Last year, we visited OpenText Innovation Tour for the first time in the wonderful Evoluon as Panoptic. A lot has changed since then. We merged companies and decided to express our engagement in the Opentext family by sponsoring this year’s edition. The venue wasn’t the Evoluon anymore, but the fantastic Beurs Van Berlage in the heart of Amsterdam. This event space is popular amongst our portfolio vendors. Since last year, Liferay has a residency for their yearly devcon edition.
The role of infrastructure
For us, the one-day Opentext event started the evening before with a dinner amongst sponsors and staff. We had interesting discussions on the challenges of digital transformation and the death of ECM.One topic was quite prominent during these discussions. Surprisingly it was not data and security, as one should expect in the week after Mark Zuckerberg was heard in the senate. Instead of data transparency, GDPR and security, we talked about infrastructure. As an integrator, hosting and hardware was never a top priority. That changed over the years. We extended our development team with the support of a system engineer. His tasks, installing software and designing systems for performance, changed into supporting development teams by designing elastic architectures. Dynamic scaling, scripting, automatic provisioning, backed by a pay per use model, makes the 3 largest public cloud providers hard to ignore. Today we are extending the infra team with developers.As a vendor, who has one of the largest private cloud infrastructure, this is clearly a challenge.
Security is not a feature
The conference itself was packed with an interesting agenda on a wide range of topics, from product specific sessions to a look into the future and opened with the keynote of CEO/CTO Mark Barrenechea. Unlike last year, where Mr. Barrenchea unfolded a high-level vision of the future, he focused this year on the actual topics of security, cloud and the introduction of machines as essential operators in the processing of information. It is clear that Opentext puts the emphasis on security, not only by introducing technology but by reviewing and applying processes and policies. Much like GDPR is not a button, security is not a feature. Understanding that machine to human, human to machine and machine to machine is an essential part to draft the right policies is key in applying security by design.

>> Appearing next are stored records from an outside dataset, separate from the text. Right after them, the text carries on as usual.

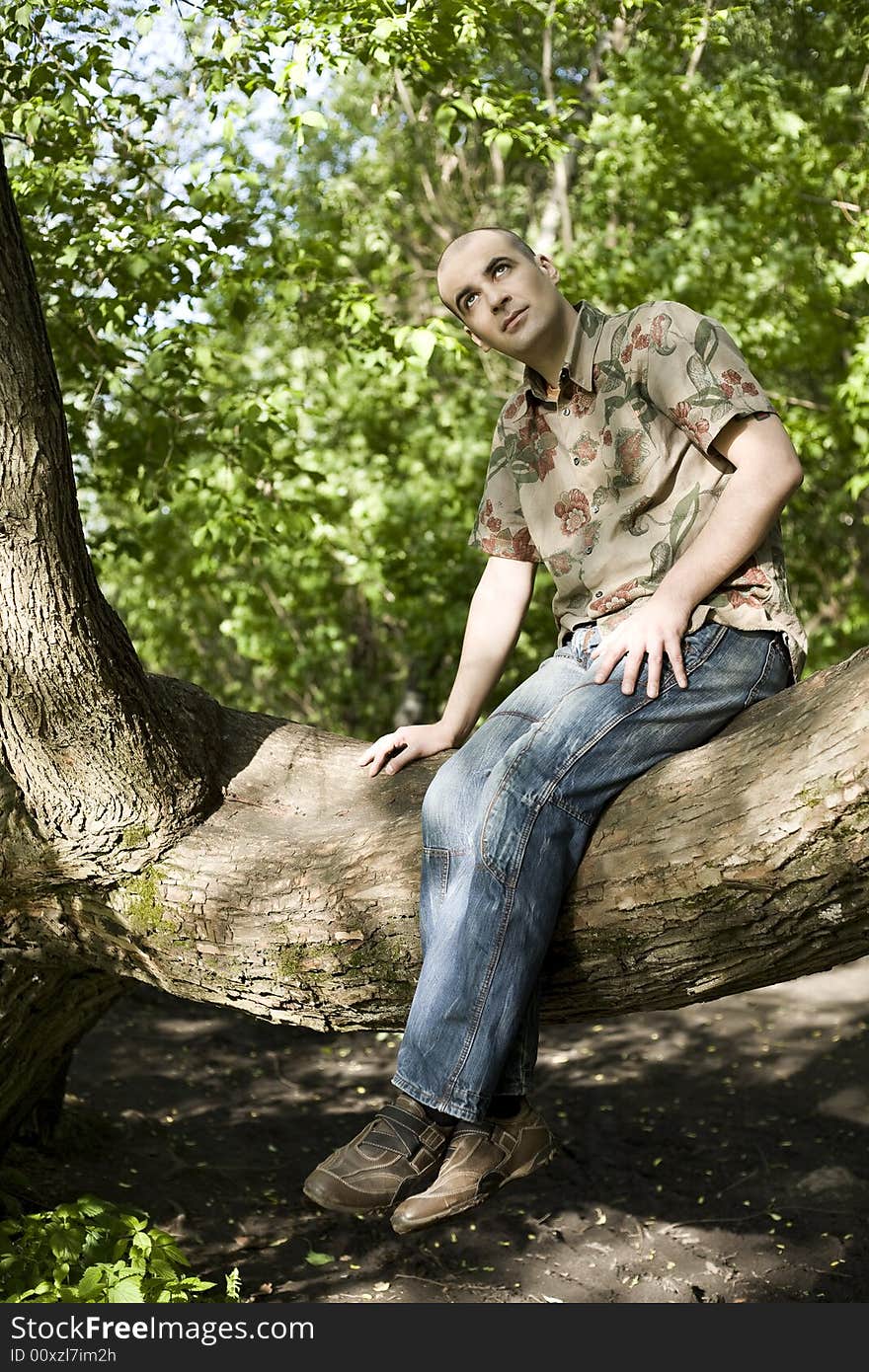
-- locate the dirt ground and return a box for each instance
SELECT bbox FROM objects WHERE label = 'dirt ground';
[7,959,869,1304]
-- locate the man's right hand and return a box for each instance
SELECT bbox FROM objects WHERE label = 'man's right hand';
[358,721,456,777]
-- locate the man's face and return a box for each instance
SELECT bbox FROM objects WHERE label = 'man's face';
[437,229,563,362]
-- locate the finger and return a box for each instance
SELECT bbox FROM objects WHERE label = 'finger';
[383,746,418,775]
[592,644,627,686]
[368,734,395,777]
[645,644,663,697]
[666,638,687,690]
[372,735,408,777]
[622,648,645,696]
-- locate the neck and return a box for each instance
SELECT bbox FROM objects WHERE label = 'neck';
[521,296,577,386]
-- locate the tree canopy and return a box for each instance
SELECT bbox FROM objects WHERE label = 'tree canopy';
[0,0,869,735]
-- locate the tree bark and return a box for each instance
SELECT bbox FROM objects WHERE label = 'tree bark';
[0,144,869,1143]
[0,154,219,879]
[0,961,123,1155]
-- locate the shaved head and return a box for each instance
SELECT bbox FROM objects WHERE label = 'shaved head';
[437,224,537,314]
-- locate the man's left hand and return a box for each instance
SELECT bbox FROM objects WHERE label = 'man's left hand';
[592,590,690,696]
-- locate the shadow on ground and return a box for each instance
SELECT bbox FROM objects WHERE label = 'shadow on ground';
[7,959,869,1304]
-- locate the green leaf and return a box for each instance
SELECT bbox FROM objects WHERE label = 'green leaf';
[106,1276,144,1305]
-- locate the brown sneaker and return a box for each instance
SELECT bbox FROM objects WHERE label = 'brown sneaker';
[391,1101,557,1234]
[302,1095,453,1214]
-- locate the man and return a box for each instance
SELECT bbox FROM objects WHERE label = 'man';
[305,228,806,1234]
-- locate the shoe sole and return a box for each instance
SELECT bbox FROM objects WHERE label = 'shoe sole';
[302,1182,391,1220]
[391,1143,559,1234]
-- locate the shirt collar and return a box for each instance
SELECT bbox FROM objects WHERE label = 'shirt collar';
[516,300,608,415]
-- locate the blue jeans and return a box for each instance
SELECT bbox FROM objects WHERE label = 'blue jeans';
[393,622,792,1119]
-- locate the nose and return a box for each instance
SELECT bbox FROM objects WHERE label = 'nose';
[486,281,511,314]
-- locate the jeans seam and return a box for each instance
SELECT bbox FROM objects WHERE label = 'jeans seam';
[442,887,514,1108]
[442,624,728,1108]
[479,624,730,889]
[743,638,777,710]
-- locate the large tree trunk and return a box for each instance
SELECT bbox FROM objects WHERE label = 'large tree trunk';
[0,961,123,1154]
[0,141,869,1143]
[0,144,218,878]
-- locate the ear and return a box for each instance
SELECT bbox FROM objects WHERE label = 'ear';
[464,324,492,352]
[537,253,562,285]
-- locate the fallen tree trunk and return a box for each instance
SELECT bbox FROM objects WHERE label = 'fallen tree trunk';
[0,133,869,1146]
[0,648,869,1029]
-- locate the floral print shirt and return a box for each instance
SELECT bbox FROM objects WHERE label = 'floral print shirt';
[468,300,806,680]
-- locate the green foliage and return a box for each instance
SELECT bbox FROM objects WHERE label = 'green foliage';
[0,1195,240,1305]
[0,0,869,736]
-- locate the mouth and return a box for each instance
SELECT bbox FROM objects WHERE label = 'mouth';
[501,305,527,334]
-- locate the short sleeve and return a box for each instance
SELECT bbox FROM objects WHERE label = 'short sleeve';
[468,419,541,563]
[645,300,775,454]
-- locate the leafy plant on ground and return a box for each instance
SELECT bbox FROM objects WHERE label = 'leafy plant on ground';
[0,1195,240,1305]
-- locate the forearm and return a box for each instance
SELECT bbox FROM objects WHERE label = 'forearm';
[440,559,532,746]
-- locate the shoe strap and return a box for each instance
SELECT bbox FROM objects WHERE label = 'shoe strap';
[365,1105,429,1158]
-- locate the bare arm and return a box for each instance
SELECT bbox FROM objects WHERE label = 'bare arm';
[359,557,538,777]
[592,415,803,696]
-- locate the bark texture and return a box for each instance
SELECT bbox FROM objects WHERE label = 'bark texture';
[0,147,218,879]
[0,648,869,1029]
[0,961,122,1154]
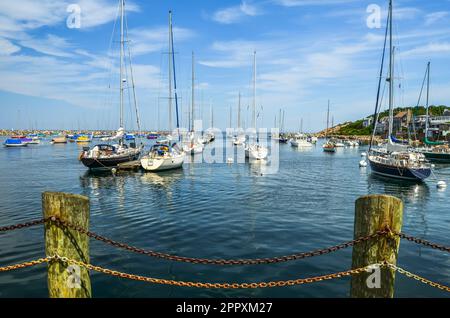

Opentext gets it right. As a software vendor, offering infrastructure to host their solutions, security is priority n°1. They are challenged by the public cloud providers to design systems that are highly automated and scale dynamically. However, they take it at their own pace and that from their customers: slowly but surely transforming into a digital era where all companies are becoming software companies. In that context Opentext is a remarkable example.